Briana snorted. “Sure.”
“Let me have a look-see,” Mouse murmured to herself. She trawled through the website’s photo galleries.
She flew over various gossip blogs, searching for something, until she froze. She caught her breath and stared at the screen, unblinking. A strangled noise escaped her throat. “Oh. Oh, wow…”
“What?” I asked.
“Lord Richard William Lockwood, an acquaintance of Marissa, has a daughter who recently turned nineteen. Until now she’s been at college studying art history and languages. She hasn’t left the country since she finished high school,” she rattled off.
“What’s so ‘wow’ about that?” Briana asked.
“Look.” Mouse tilted the screen so we could see what she was talking about.
My breath caught as my eyes settled on the image in front of me. It was like looking in a mirror. If it weren’t for the riding clothes and the glossy mahogany horse she held, I would have thought it was a photo of me.

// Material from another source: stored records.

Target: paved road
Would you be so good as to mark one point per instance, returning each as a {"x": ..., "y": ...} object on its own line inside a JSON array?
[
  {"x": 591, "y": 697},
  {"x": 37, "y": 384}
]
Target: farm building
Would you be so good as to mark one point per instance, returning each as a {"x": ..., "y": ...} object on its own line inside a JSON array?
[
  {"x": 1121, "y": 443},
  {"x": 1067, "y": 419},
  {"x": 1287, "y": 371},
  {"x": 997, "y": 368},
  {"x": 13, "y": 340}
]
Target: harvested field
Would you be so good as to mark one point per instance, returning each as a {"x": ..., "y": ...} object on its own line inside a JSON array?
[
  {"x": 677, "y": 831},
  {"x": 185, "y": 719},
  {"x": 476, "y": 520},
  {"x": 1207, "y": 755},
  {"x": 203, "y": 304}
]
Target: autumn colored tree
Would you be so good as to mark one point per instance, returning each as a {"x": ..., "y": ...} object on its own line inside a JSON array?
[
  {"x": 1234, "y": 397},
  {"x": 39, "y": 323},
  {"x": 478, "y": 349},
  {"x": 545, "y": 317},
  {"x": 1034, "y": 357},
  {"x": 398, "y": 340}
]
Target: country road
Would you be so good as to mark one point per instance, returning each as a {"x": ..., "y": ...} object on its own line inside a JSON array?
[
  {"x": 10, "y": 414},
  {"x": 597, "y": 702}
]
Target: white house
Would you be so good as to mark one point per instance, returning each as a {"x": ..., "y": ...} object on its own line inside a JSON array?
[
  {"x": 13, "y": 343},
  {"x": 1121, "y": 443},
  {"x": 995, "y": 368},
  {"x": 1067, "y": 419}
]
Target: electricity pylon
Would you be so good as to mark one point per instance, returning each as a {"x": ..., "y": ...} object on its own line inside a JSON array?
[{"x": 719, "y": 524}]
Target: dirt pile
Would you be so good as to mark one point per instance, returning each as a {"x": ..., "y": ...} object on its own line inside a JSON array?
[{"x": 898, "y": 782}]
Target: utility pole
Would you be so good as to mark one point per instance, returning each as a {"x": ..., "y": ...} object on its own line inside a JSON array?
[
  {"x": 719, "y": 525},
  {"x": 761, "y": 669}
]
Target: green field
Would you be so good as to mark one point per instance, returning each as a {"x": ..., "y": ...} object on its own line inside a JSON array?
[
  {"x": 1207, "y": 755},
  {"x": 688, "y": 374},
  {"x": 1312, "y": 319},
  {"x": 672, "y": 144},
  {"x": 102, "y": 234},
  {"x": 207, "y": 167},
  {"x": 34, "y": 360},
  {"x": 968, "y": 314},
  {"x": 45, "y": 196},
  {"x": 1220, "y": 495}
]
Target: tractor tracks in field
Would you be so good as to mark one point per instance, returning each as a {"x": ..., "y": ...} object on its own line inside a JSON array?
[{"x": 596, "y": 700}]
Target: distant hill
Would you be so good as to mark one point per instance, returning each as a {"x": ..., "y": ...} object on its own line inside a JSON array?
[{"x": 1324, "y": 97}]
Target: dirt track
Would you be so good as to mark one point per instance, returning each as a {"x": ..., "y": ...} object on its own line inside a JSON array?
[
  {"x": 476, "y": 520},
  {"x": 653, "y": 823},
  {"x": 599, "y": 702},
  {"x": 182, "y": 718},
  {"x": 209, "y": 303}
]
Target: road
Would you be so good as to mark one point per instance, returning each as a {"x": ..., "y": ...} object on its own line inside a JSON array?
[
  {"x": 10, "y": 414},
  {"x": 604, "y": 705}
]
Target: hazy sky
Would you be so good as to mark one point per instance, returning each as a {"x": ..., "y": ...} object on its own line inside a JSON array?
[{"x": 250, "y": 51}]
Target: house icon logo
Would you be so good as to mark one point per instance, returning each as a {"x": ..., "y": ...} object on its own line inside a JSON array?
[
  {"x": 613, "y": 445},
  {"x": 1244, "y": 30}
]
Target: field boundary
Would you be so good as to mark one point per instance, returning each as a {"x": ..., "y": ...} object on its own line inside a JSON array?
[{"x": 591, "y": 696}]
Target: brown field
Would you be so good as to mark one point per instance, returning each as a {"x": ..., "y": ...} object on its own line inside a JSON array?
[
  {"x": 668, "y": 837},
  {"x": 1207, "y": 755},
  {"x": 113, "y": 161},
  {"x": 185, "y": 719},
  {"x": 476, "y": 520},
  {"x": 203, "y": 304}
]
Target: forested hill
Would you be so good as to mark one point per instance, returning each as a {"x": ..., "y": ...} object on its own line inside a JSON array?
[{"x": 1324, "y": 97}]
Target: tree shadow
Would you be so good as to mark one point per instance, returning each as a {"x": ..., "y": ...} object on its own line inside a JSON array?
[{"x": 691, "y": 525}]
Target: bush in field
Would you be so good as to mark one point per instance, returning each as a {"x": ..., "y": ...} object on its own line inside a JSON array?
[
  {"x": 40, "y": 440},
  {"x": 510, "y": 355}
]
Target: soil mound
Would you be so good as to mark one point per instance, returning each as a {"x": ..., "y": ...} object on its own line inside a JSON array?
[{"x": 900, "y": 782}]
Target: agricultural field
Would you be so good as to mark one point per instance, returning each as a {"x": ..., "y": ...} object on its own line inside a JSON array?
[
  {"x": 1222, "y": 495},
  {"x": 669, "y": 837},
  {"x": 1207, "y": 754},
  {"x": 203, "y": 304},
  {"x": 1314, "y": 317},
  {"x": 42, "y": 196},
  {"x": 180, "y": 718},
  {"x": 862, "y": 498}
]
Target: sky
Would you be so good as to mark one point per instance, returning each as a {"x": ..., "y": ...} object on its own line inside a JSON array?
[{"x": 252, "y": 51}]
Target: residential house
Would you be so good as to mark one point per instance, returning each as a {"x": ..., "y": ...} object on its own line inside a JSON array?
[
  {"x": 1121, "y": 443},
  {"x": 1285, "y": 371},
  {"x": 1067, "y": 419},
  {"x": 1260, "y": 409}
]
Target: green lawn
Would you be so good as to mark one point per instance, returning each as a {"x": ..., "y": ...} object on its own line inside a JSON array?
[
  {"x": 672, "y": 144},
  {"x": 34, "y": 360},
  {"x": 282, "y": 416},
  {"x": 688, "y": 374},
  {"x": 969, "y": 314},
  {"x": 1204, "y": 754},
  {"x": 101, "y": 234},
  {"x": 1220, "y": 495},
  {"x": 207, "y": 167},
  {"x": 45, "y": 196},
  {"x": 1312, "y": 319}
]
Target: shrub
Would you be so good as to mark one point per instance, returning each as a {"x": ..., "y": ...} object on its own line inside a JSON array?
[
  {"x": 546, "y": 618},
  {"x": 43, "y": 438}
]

“How is that possible?” I asked faintly.
“It could be a complete coincidence,” Nicole said, her voice somewhat distant. “I don’t believe in coincidences.”
“So what do you want to do?” Mouse asked.
“Get as much information as you can,” Nicole said after a pause. “We’re going to Nashville, and then we’re going to New York. You’ve got a week to learn everything possible about this girl.”
That last comment was directed to me.